Implied Spaces

Posted by : atcampbell | On : November 1, 2010

Implied Spaces by Walter Jon Williams

Twelve people attended this discussion at the North Village Library, and another submited comments by email. Our topic was Implied Spaces by Walter Jon Williams, one of our most frequently discussed authors. This story explores big ideas including immortality, the creation of pocket universes, and the search for the existence of higher intelligence. Nine of us had read Williams before. Nine of us started the book, and eight of us finished it.

The book is a series of episodes of the meanderings of a bored, rich, immortal guy. The book starts out with long passage that seems like something out of a Dungeons and Dragons campaign, taking place in a pocket universe. Then the story bounces around to various adventures in other pocket universes, including one on a waterworld.
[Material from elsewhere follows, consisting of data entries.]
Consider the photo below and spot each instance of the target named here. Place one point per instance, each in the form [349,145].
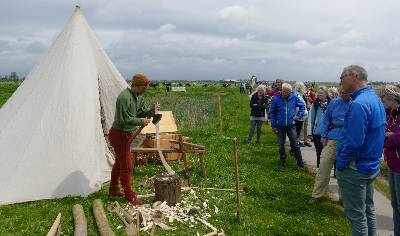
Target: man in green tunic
[131,112]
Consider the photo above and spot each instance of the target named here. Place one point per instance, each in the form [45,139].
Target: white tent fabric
[51,136]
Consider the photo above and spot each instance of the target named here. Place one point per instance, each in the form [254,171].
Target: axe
[156,119]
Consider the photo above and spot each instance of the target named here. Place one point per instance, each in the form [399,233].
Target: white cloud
[301,44]
[178,39]
[233,13]
[167,28]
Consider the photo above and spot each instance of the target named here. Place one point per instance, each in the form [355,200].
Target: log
[101,219]
[79,220]
[56,227]
[210,189]
[167,188]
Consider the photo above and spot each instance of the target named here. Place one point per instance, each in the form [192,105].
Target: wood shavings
[191,211]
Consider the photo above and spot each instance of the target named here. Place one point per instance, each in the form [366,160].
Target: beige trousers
[328,157]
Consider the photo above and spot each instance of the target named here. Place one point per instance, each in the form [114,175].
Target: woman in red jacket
[391,100]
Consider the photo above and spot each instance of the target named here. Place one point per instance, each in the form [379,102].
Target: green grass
[274,201]
[6,90]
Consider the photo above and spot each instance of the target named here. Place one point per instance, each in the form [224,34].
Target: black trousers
[318,147]
[299,126]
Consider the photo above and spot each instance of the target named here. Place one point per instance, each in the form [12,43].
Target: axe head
[156,118]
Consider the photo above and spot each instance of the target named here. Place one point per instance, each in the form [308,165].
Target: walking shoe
[135,201]
[307,144]
[314,200]
[115,194]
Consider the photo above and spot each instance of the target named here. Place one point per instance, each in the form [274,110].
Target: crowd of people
[351,128]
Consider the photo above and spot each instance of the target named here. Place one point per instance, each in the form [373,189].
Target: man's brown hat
[140,80]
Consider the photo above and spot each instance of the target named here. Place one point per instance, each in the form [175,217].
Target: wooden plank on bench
[150,150]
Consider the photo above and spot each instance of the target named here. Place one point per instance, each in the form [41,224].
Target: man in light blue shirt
[331,129]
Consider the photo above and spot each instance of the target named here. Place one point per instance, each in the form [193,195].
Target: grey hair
[324,89]
[357,70]
[287,86]
[391,93]
[260,88]
[300,88]
[333,91]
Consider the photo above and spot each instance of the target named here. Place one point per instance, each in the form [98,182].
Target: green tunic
[130,111]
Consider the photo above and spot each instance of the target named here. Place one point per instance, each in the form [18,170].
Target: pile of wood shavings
[190,211]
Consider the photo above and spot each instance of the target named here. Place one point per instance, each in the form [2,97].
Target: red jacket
[392,143]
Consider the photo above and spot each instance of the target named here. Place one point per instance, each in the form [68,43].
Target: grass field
[274,201]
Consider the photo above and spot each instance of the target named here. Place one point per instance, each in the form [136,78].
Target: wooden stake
[101,219]
[236,170]
[219,109]
[79,220]
[55,229]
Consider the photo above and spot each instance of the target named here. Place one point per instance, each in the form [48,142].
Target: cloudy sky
[216,39]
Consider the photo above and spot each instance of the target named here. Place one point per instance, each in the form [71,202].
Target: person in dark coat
[391,100]
[258,104]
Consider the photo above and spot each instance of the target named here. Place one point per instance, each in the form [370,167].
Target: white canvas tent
[51,135]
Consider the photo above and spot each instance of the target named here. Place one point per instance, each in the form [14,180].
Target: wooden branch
[188,144]
[207,224]
[213,233]
[56,227]
[101,219]
[211,189]
[149,196]
[79,220]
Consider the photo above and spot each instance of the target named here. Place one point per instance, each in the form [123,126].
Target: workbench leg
[134,160]
[185,164]
[203,165]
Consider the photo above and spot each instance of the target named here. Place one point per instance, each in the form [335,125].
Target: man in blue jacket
[282,114]
[359,150]
[331,129]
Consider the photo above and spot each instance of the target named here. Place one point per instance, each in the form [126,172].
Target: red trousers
[122,168]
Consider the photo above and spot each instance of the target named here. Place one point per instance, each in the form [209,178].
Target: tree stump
[167,188]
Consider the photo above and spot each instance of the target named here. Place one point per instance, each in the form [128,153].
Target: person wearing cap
[283,113]
[131,112]
[258,104]
[359,150]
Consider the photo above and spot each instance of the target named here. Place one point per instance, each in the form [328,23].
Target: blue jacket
[332,124]
[282,111]
[363,133]
[316,119]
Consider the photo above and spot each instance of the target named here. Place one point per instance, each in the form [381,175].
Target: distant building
[14,76]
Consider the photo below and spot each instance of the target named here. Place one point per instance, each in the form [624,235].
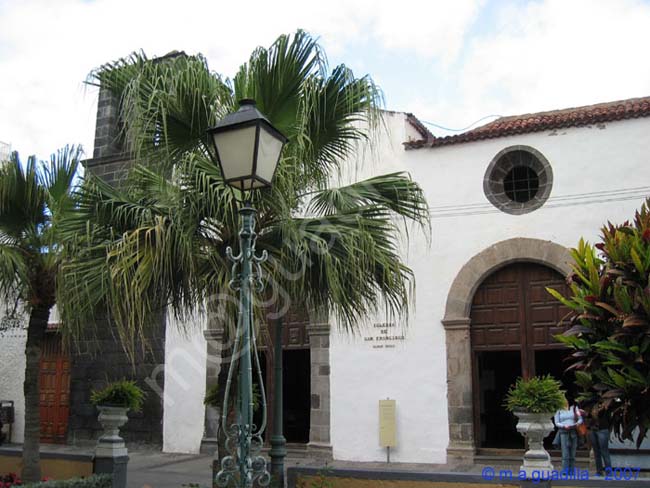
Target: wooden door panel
[54,390]
[512,311]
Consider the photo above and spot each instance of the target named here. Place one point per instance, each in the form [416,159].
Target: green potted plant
[534,401]
[113,403]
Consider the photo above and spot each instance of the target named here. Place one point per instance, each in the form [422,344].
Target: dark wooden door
[54,390]
[296,398]
[513,320]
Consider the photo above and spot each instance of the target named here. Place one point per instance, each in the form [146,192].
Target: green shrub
[535,395]
[94,481]
[124,393]
[610,324]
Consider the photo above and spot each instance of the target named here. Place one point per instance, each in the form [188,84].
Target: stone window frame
[498,169]
[462,446]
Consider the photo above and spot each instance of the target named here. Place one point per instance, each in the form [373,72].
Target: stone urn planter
[534,427]
[110,444]
[534,401]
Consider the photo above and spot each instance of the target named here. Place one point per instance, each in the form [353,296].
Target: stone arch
[457,326]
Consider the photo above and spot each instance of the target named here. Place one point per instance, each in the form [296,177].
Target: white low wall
[12,377]
[185,376]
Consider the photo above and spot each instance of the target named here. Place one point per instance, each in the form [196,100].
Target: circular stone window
[518,180]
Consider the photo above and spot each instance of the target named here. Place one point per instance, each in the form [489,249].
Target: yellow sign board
[387,423]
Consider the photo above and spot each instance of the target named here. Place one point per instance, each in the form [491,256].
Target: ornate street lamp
[247,149]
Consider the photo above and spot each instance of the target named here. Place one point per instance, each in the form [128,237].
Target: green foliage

Ultimately there’s a zombie plague and a supervillain, and lots of philosophical discussions.

Most of us had trouble getting engaged with the book. The protagonist was detached and hard to like. The book’s tone bounced around between farcical, serious sense-of-wonder, and straightforward adventure. We wished the author had just picked one and stayed with it. And the author often introduces potentially interesting ideas like the speculative physics of “implied spaces,” and then doesn’t develop them in an interesting way. One person commented “I wish this was either more tightly plotted or funnier.”

The book had good qualities. Some of us enjoyed the book’s farcical passages. The feline lovers in our group liked the protagonist’s cat. And a few of us simply appreciated the author’s clean, readable prose style.

Overall this book felt unfocused and less ambitious than we’ve come to expect from Williams. The meeting was rather short, since none of us had much to say.

After the meeting, many of us had a nice dinner together at Conan’s.